Get started with ccsgp!
- Authors
- Patrick Huck (GitHub),
default_colors in pyana.ccsgp.config contributed by Johanna Huck
- Date
- July 29, 2014
If the documentation here doesn’t contain screenshots it didn’t build correctly.
In that case, please find a static manually uploaded version at
http://downloads.the-huck.com/ccsgp_get_started/
This package provides a sample setup to get started with ccsgp. ccsgp is
initialized as a module and its usage demonstrated with dedicated functions in
the examples module. Helpful utility functions are also included to complement
the features of ccsgp. The following use cases are currently implemented or
will be in the future:
- keep input/output directory layouts according to the module’s structure
- load data from text files with the correct column formats
- import data from ROOT objects via root-py
- and more ...
Please submit tickets on GitHub issues.
Installation
ccsgp_get_started requires gnuplot, git, virtualenv and optionally hdf5.

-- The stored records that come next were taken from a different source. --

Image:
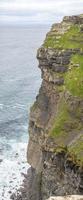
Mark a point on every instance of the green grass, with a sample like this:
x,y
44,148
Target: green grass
x,y
77,149
72,39
74,77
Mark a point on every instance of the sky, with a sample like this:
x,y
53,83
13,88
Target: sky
x,y
37,11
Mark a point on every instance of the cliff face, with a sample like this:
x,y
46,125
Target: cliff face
x,y
55,149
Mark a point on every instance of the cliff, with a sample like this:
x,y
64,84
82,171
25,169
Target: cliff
x,y
55,150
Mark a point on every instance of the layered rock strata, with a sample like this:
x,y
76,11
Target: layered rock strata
x,y
55,148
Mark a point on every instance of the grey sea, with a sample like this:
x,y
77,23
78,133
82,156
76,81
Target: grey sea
x,y
20,80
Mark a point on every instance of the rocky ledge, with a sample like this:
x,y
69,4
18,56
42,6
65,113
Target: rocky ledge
x,y
55,150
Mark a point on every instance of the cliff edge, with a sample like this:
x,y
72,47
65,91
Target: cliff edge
x,y
55,150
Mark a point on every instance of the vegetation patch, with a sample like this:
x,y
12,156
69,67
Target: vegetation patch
x,y
77,149
72,39
74,77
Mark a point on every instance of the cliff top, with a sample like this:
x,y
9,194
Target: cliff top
x,y
66,35
62,58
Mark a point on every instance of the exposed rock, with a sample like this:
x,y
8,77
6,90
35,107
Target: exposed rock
x,y
75,197
55,149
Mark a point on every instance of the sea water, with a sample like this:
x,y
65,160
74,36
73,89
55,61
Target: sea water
x,y
20,80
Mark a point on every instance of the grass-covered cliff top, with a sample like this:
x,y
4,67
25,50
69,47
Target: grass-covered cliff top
x,y
68,125
71,39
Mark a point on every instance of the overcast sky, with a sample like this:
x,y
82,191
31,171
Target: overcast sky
x,y
37,11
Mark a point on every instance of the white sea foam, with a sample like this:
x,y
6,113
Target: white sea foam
x,y
11,170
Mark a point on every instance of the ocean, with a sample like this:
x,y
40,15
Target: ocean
x,y
20,80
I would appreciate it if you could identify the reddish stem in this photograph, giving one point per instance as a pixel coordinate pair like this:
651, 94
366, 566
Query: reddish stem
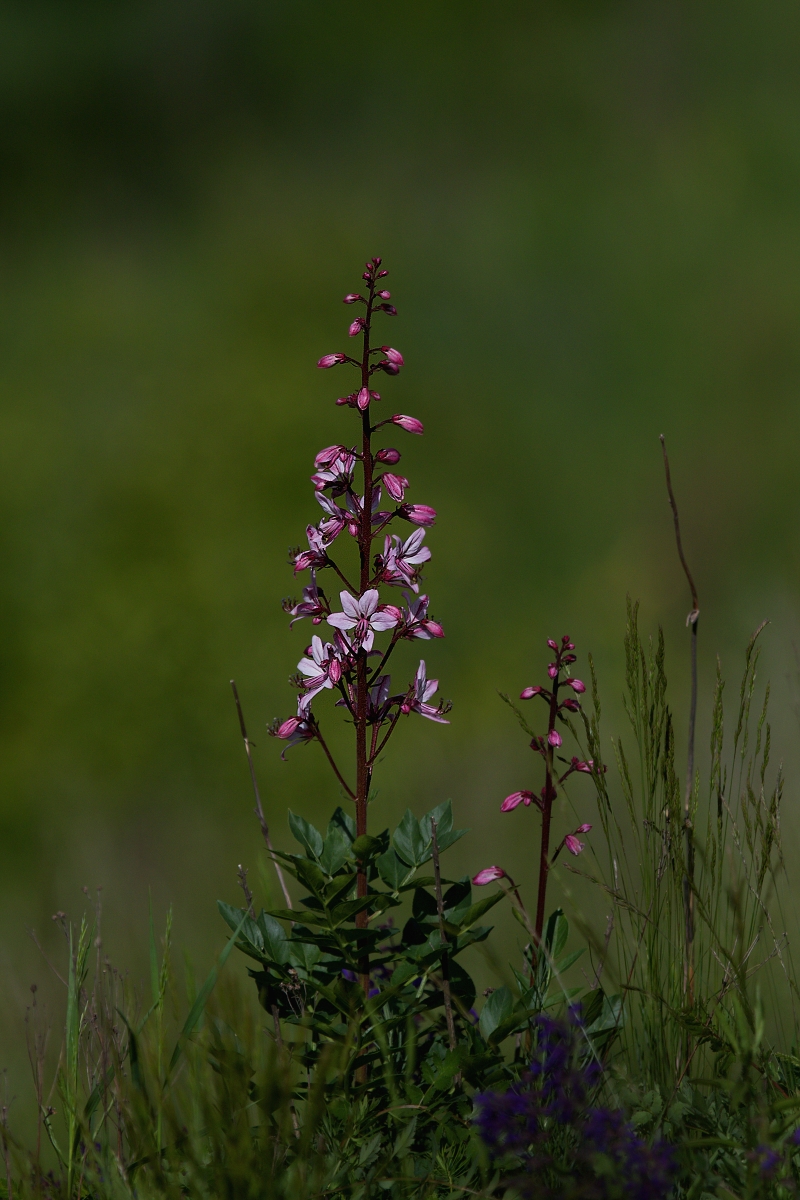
362, 683
547, 810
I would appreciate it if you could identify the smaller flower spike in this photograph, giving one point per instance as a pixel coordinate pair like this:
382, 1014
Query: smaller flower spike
417, 514
395, 485
409, 424
488, 875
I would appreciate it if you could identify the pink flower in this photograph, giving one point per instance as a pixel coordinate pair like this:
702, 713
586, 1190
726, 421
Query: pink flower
488, 875
310, 606
395, 485
326, 456
516, 799
401, 559
365, 616
292, 731
337, 475
316, 553
409, 424
417, 514
421, 694
322, 670
417, 623
335, 520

Install these dependencies via:
$ sudo port install gnuplot git-core py27-virtualenv [hdf5] # MacPorts
$ sudo apt-get install gnuplot git python-virtualenv [libhdf5-dev] # Debian/Ubuntu
hdf5 is optional but if you’d like to save your image data to HDF5, you’ll
have to install it.
clone the ccsgp_get_started git repository:
$ git clone https://github.com/tschaume/ccsgp_get_started.git --recursive
$ cd ccsgp_get_started/
init the virtualenv, activate it and install all requirements:
$ virtualenv-2.7 env
$ source env/bin/activate
$ pip install -U numpy
$ pip install -U -r requirements.txt --allow-external gnuplot-py --allow-unverified gnuplot-py
Every time you start in a new terminal you have to activate the correct
python environment by sourcing env/bin/activate again or instead use
env/bin/python directly!
The h5py package is currently omitted from the requirements. If you want to
use it, uncomment the h5py requirement in requirements.txt and rerun $
pip install -r requirements.txt.
If you intend to run the examples, clone the test data repository (somewhere
outside of ccsgp_get_started repository):
$ git clone http://gitlab.the-huck.com/github/ccsgp_get_started_data.git
and symlink pyanaDir to the ccsgp_get_started_data directory:
$ cd ccsgp_get_started/
$ ln -s <path/to/ccsgp_get_started_data> pyanaDir
pyana.aux.utils.checkSymLink checks for the pyanaDir symbolic link and
the code won’t run without it. Hence you need to generate a symlink called
pyanaDir either to ccsgp_get_started_data or your own input/output
directory (preferably separated from the code repository).
Pull in public STAR dielectron data into a new branch to use gp_xfac and gp_panel:
$ cd <path/to/ccsgp_get_started_data>
$ git remote add dielec_public http://gitlab.the-huck.com/star/dielectron_data_public.git
$ git checkout -b star_dielec
$ git pull dielec_public master
If you are part of the STAR collaboration you can also pull in the protected
STAR dielectron data to include it in gp_panel:
$ git remote add dielec_protect http://cgit.the-huck.com/dielectron_data_protected
$ git pull -Xtheirs dielec_protect master
(enter STAR protected credentials)
Examples Module
The examples are based on a dataset of World Bank Indicators. You can use the
dataset yourself to play around . See the genExDat.sh script in the
same directory on how I extracted the data into the correct format for ccsgp.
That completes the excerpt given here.